Les dictionnaires analogiques (ou idéologiques). On compare souvent les dictionnaires alphabétiques à d'énormes tertres funéraires ou fosses communes où se trouvent enterrés des milliers de mots dont parfois on ne soupçonne même pas l'existence. En effet, la majorité des Français utilisent ordinairement près de 5000 mots ; les dictionnaires en contiennent de 25 000 à 70 000. Il y a beaucoup d'idées, de choses dont on ignore ordinairement les noms. Donc, il y a fort peu de chances de les trouver dans un dictionnaire alphabétique. Parfois un mot que nous sommes sûrs de connaître échappe à notre mémoire, et il n'y a pas moyen de s'en ressouvenir à l'aide d'un dictionnaire alphabétique.

« L'objet principal du nouveau dictionnaire... est de fournir, pour la première fois, un moyen commode de trouver les mots quand on a seulement l'idée des choses ».'dit P. Boissière dans la préface à son « Dictionnaire analogique de la langue française (répertoire complet des mots par les idées et des idées par les mots) », dont la première édition remonte à 1862.

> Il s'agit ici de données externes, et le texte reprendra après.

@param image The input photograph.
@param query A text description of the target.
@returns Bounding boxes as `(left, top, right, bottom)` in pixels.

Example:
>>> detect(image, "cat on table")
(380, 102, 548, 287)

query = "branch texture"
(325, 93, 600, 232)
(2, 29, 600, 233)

Les idées des choses se groupent autour d'un certain nombre de mots saillants, fondamentaux, connus de chacun. En disposant les mots appartenant à un cercle déterminé d'idées sous un de ces mots-clefs, on peut faciliter la recherche d'un tenue inconnu ou oublié. Boissière cite, à titre d'exemple, le nom de l'art d'élever les abeilles et de leur faire produire le plus de miel possible : cet art doit avoir un nom que nous pouvons oublier ou ne jamais avoir connu. Comment trouver le mot ? On peut le faire à l'aide du dictionnaire analogique en cherchant dans les articles abeille ou miel, dans lesquels sont groupés tous les mots désignant les choses et les idées liées à la vie des abeilles et à la production du miel. On y trouvera assurément le mot apiculture.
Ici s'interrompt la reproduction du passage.